Sun Binhuan, Pashkova Liubov, Pieters Pascal Aldo, Harke Archana Sanjay, Mohite Omkar Satyavan, Santos Alberto, Zielinski Daniel C, Palsson Bernhard O, Phaneuf Patrick Victor
Novo Nordisk Foundation Center for Biosustainability, Technical University of Denmark, Building 220 Søltofts Plads, 2800 Kongens, Lyngby, Denmark.
Department of Bioengineering, University of California, San Diego, La Jolla, California 92093, United States.
Nucleic Acids Res. 2025 Jan 6;53(D1):D806-D818. doi: 10.1093/nar/gkae1042.
The exponential growth of microbial genome data presents unprecedented opportunities for unlocking the potential of microorganisms. The burgeoning field of pangenomics offers a framework for extracting insights from this big biological data.

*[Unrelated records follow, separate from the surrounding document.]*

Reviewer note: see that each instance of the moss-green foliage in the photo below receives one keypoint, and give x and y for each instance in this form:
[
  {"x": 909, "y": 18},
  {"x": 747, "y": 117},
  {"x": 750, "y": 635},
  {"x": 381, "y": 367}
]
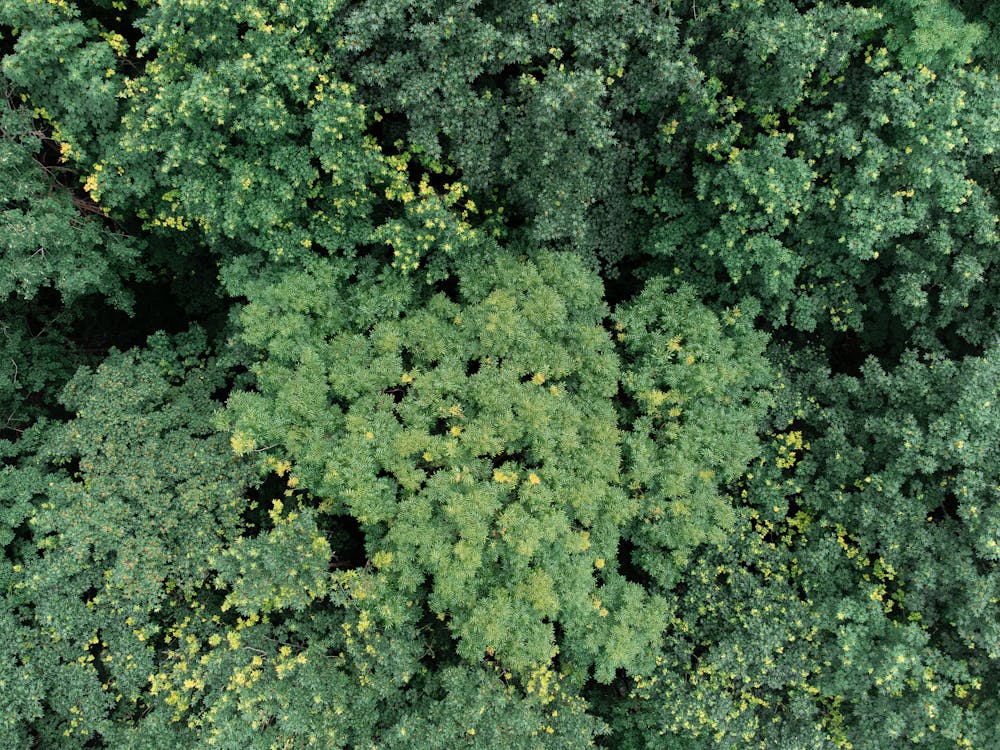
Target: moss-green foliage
[
  {"x": 696, "y": 389},
  {"x": 476, "y": 441},
  {"x": 600, "y": 374}
]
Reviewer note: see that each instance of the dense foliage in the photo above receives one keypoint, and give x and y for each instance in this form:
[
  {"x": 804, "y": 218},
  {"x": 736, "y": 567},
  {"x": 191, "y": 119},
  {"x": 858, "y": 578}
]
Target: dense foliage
[{"x": 455, "y": 373}]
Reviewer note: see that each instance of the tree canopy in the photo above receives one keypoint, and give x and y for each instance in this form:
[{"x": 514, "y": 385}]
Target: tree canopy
[{"x": 454, "y": 373}]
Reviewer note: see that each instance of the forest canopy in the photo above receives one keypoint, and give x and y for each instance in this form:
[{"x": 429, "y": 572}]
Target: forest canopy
[{"x": 456, "y": 373}]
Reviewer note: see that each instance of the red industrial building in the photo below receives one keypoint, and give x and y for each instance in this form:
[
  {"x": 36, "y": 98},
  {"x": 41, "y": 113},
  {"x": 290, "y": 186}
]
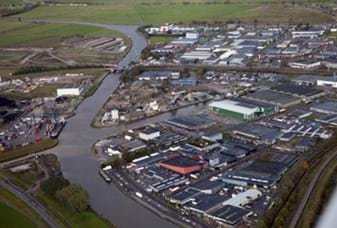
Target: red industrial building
[{"x": 183, "y": 165}]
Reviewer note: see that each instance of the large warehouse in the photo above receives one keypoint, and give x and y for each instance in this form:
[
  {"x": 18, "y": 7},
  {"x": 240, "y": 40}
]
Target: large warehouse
[
  {"x": 182, "y": 165},
  {"x": 241, "y": 108}
]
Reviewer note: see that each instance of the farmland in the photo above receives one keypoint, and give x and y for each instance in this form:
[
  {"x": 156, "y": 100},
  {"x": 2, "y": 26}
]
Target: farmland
[{"x": 158, "y": 12}]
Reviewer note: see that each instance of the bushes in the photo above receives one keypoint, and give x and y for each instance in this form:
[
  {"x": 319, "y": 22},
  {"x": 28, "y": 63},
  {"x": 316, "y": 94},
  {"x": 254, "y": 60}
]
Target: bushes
[
  {"x": 74, "y": 197},
  {"x": 54, "y": 184},
  {"x": 69, "y": 195}
]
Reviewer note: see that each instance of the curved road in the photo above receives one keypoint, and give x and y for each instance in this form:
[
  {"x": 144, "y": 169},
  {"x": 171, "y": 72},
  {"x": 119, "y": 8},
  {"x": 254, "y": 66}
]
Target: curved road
[
  {"x": 311, "y": 187},
  {"x": 74, "y": 149}
]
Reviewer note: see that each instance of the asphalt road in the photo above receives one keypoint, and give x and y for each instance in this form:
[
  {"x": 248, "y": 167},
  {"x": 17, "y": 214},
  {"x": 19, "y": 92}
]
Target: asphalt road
[
  {"x": 310, "y": 189},
  {"x": 33, "y": 203}
]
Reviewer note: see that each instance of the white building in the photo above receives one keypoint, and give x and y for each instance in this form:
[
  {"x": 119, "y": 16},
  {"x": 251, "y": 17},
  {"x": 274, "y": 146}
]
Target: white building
[
  {"x": 192, "y": 35},
  {"x": 70, "y": 91},
  {"x": 305, "y": 64},
  {"x": 114, "y": 114},
  {"x": 149, "y": 134},
  {"x": 243, "y": 198}
]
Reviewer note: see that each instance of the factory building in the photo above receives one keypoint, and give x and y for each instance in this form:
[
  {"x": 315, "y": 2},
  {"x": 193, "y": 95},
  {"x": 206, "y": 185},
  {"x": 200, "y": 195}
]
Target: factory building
[
  {"x": 241, "y": 108},
  {"x": 183, "y": 165},
  {"x": 70, "y": 91}
]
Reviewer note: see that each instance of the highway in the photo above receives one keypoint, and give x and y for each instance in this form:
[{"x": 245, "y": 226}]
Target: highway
[{"x": 31, "y": 201}]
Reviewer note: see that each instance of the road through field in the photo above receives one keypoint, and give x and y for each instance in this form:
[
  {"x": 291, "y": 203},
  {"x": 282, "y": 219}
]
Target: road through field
[{"x": 78, "y": 162}]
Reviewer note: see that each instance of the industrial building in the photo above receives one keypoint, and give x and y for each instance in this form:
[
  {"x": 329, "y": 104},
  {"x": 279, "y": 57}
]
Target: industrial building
[
  {"x": 302, "y": 91},
  {"x": 257, "y": 133},
  {"x": 183, "y": 165},
  {"x": 158, "y": 75},
  {"x": 275, "y": 98},
  {"x": 192, "y": 122},
  {"x": 241, "y": 108},
  {"x": 261, "y": 172},
  {"x": 149, "y": 134},
  {"x": 230, "y": 215},
  {"x": 327, "y": 107},
  {"x": 70, "y": 90}
]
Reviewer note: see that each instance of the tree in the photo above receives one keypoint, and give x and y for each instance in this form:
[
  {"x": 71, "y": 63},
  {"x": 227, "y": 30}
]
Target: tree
[
  {"x": 54, "y": 184},
  {"x": 74, "y": 197}
]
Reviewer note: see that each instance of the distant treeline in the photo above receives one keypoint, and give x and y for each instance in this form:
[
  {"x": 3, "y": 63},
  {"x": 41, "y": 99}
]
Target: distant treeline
[
  {"x": 37, "y": 69},
  {"x": 7, "y": 11},
  {"x": 227, "y": 2}
]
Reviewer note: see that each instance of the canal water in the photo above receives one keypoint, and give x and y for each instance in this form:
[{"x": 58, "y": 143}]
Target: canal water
[{"x": 78, "y": 162}]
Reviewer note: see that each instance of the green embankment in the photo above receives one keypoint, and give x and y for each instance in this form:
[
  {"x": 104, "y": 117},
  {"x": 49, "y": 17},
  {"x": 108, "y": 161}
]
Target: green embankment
[
  {"x": 9, "y": 217},
  {"x": 24, "y": 216},
  {"x": 68, "y": 218},
  {"x": 16, "y": 34},
  {"x": 26, "y": 150},
  {"x": 136, "y": 12}
]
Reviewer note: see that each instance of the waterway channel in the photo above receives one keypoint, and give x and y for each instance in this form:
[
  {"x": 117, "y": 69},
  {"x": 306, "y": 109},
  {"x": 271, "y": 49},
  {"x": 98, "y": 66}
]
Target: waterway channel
[{"x": 79, "y": 164}]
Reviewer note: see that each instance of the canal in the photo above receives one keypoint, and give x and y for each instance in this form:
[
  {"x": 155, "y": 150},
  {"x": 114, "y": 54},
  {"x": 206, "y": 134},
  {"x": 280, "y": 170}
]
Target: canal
[{"x": 78, "y": 162}]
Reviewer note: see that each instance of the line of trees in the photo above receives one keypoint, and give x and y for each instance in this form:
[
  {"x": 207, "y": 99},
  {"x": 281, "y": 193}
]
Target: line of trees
[{"x": 71, "y": 196}]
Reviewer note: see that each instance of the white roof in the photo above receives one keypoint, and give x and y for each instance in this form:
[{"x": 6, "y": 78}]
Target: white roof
[
  {"x": 233, "y": 106},
  {"x": 243, "y": 198}
]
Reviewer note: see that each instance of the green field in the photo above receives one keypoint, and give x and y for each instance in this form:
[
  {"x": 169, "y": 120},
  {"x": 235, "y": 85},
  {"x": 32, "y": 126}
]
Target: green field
[
  {"x": 12, "y": 218},
  {"x": 26, "y": 150},
  {"x": 23, "y": 214},
  {"x": 70, "y": 219},
  {"x": 16, "y": 34},
  {"x": 158, "y": 12}
]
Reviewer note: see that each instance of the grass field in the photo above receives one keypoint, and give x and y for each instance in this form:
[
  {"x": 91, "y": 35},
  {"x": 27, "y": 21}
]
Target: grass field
[
  {"x": 19, "y": 209},
  {"x": 86, "y": 219},
  {"x": 16, "y": 34},
  {"x": 26, "y": 150},
  {"x": 158, "y": 12},
  {"x": 12, "y": 218}
]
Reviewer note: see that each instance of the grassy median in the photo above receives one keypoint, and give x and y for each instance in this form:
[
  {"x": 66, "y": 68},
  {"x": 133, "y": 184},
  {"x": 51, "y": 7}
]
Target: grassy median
[
  {"x": 26, "y": 150},
  {"x": 16, "y": 213}
]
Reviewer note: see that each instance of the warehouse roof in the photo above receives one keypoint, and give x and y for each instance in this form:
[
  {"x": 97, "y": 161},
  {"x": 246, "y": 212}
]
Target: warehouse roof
[
  {"x": 181, "y": 161},
  {"x": 299, "y": 90},
  {"x": 235, "y": 106},
  {"x": 229, "y": 214}
]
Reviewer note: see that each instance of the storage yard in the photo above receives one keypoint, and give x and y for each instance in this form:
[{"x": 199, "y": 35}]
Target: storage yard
[{"x": 224, "y": 165}]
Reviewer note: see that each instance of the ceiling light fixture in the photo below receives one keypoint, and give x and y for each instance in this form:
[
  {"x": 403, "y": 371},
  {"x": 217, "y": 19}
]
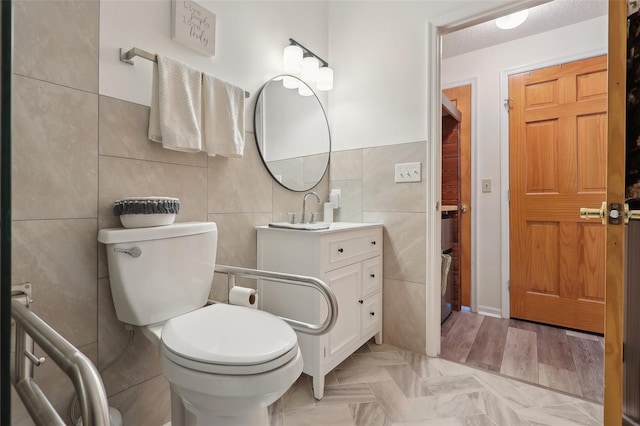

Recent advances in microbial pangenomic research have generated substantial data and literature, yielding valuable knowledge across diverse microbial species. PanKB (pankb.org), a knowledgebase designed for microbial pangenomics research and biotechnological applications, was built to capitalize on this wealth of information. PanKB currently includes 51 pangenomes from 8 industrially relevant microbial families, comprising 8402 genomes, over 500 000 genes and over 7M mutations. To describe this data, PanKB implements four main components: (1) Interactive pangenomic analytics to facilitate exploration, intuition, and potential discoveries; (2) Alleleomic analytics, a pangenomic-scale analysis of variants, providing insights into intra-species sequence variation and potential mutations for applications; (3) A global search function enabling broad and deep investigations across pangenomes to power research and bioengineering workflows; (4) A bibliome of 833 open-access pangenomic papers and an interface with an LLM that can answer in-depth questions using its knowledge. PanKB empowers researchers and bioengineers to harness the potential of microbial pangenomics and serves as a valuable resource bridging the gap between pangenomic data and practical applications.
微生物基因组数据的指数级增长为挖掘微生物的潜力带来了前所未有的机遇。蓬勃发展的泛基因组学领域提供了一个从这一庞大生物数据中提取见解的框架。微生物泛基因组研究的最新进展产生了大量数据和文献,为各种微生物物种带来了宝贵的知识。PanKB(pankb.org)是一个为微生物泛基因组学研究和生物技术应用设计的知识库,旨在利用这些丰富的信息。PanKB目前包括来自8个与工业相关的微生物家族的51个泛基因组,涵盖8402个基因组、超过50万个基因和超过700万个突变。为了描述这些数据,PanKB实现了四个主要组件:(1)交互式泛基因组分析,以促进探索、直观理解和潜在发现;(2)等位基因组分析,一种对变异进行泛基因组规模的分析,为物种内序列变异和应用中的潜在突变提供见解;(3)全局搜索功能,能够对泛基因组进行广泛而深入的研究,为研究和生物工程工作流程提供支持;(4)一个包含833篇开放获取泛基因组学论文的文献库以及一个与大型语言模型的接口,该接口可以利用其知识回答深入问题。PanKB使研究人员和生物工程师能够利用微生物泛基因组学的潜力,并作为弥合泛基因组数据与实际应用之间差距的宝贵资源。